How Woodruff's injury could impact Brewers
MILWAUKEE -- After reviewing an MRI scan of his strained left oblique, the Brewers expect All-Star starting pitcher Brandon Woodruff to miss about six weeks, manager Craig Counsell said Monday, further straining an already thin rotation.
“Kind of what we expected,” Counsell said. “Obviously that’s significant. He’s going to miss some time, and he’ll do his best and we’ll do our best to get him back as fast as we can.”
How will the Brewers fill Woodruff’s absence? To be determined.
Will it make them more aggressive at next week’s Trade Deadline? Less aggressive? Or somewhere in-between? That’s to be determined, too.

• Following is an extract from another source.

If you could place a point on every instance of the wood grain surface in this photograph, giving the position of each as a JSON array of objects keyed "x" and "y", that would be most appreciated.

Here’s where things stood as the team prepared to play on without its ace:
In the near term:
Because of open dates in the schedule on Thursday and July 29, the Brewers won’t require a fifth starter until Saturday, Aug. 3 at Wrigley Field. That buys them some time while president of baseball operations David Stearns and his staff assess available pitching. Counsell opted not to reveal his probable pitchers beyond the next two days (Zach Davies on Tuesday, Jhoulys Chacin on Wednesday), but hinted at using the schedule to buy some time. That presumably would mean Gio Gonzalez, Chase Anderson and Davies against the Cubs.
“Eventually we’re going to need that spot,” Counsell said. “But we may back it up a little bit.”
In the longer term:
As Counsell said, eventually someone will have to make those starts. Adrian Houser is the leading internal candidate, but restoring him to the rotation would weaken a bullpen that is now more important than ever. After Houser, the Brewers’ internal options go to Aaron Wilkerson or Burch Smith.

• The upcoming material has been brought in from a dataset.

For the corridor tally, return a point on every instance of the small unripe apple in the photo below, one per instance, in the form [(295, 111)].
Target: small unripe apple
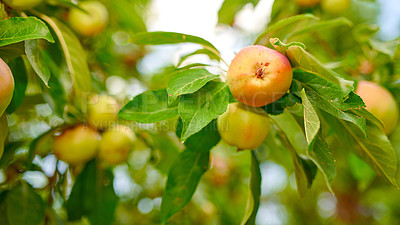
[(102, 111), (116, 144), (22, 4), (335, 7), (307, 3), (91, 23), (76, 145), (243, 126), (6, 86), (259, 75), (379, 102)]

The team had hoped top pitching prospect Zack Brown would be an option by now, but he has a 6.01 ERA in 17 Triple-A starts. Fellow prospect Trey Supak is having a special season at Double-A Biloxi, but that’s Double-A. The Brewers had veteran Drew Smyly in the Minors, but he opted out of his deal on Thursday to pursue a Major League opportunity with the Phillies, and delivered six strong innings on the same day Woodruff went down.
The Trade Deadline offers another avenue. This year it’s a lone deadline on July 31 at 3 p.m. CT; teams can no longer make trades in August. Stearns has acquired pitching each of the past two years, so it’s less a matter of whether he will add an arm or two -- history says he will -- and more about how high he will aim.
The Brewers’ farm system is not particularly strong after second baseman Keston Hiura, who graduated from prospect status over the weekend and would be a painful trade. The dilemma for Stearns is whether he can package enough secondary prospects to land a difference-making pitcher, and whether that would be worth it given no guarantees it will be enough to get the Brewers to the playoffs.
“We’re going to have to fill in around [Woodruff],” Counsell said. “I think we can, and we’ll look at all the ways we can do that -- both with what we’ve got personnel-wise and the schedule does allow us to do some things, and we’ll try to take advantage of that. But most importantly, we’ve got to fill in around that. … Obviously, Woody was delivering some pretty good innings, so it’s up to us pitching-wise and defensively to fill in around him.”
What it means for Woodruff:
Mostly, that he won’t pitch until September at the earliest. That’s a tough blow for a 26-year-old in his breakthrough season. And it’s a huge blow for the Brewers, who were 16-4 in Woodruff’s starts and 37-44 behind their other starters entering Monday.
“Brandon has been huge for us ever since the first three or four starts, once he settled in,” said Davies. “He’s been a guy who’s gone seven innings, eight innings a lot, and been able to give the bullpen rest on days that he throws. He’s been flat-out dominating for a good portion of this year, and even in the games that are not his best, they are still good ‘grind’ games when he gives the team a chance to win. I think the starting staff knows the shoes that need to be filled.”
Said Chacin: “It’s tough for everybody. Obviously for him more, but for the whole team too. He’s been pitching pretty well the whole season. We know how hard he worked and how he prepared. This can happen to anybody, but it’s really sad to happen to him. Hopefully he recovers fast and we have him in September.”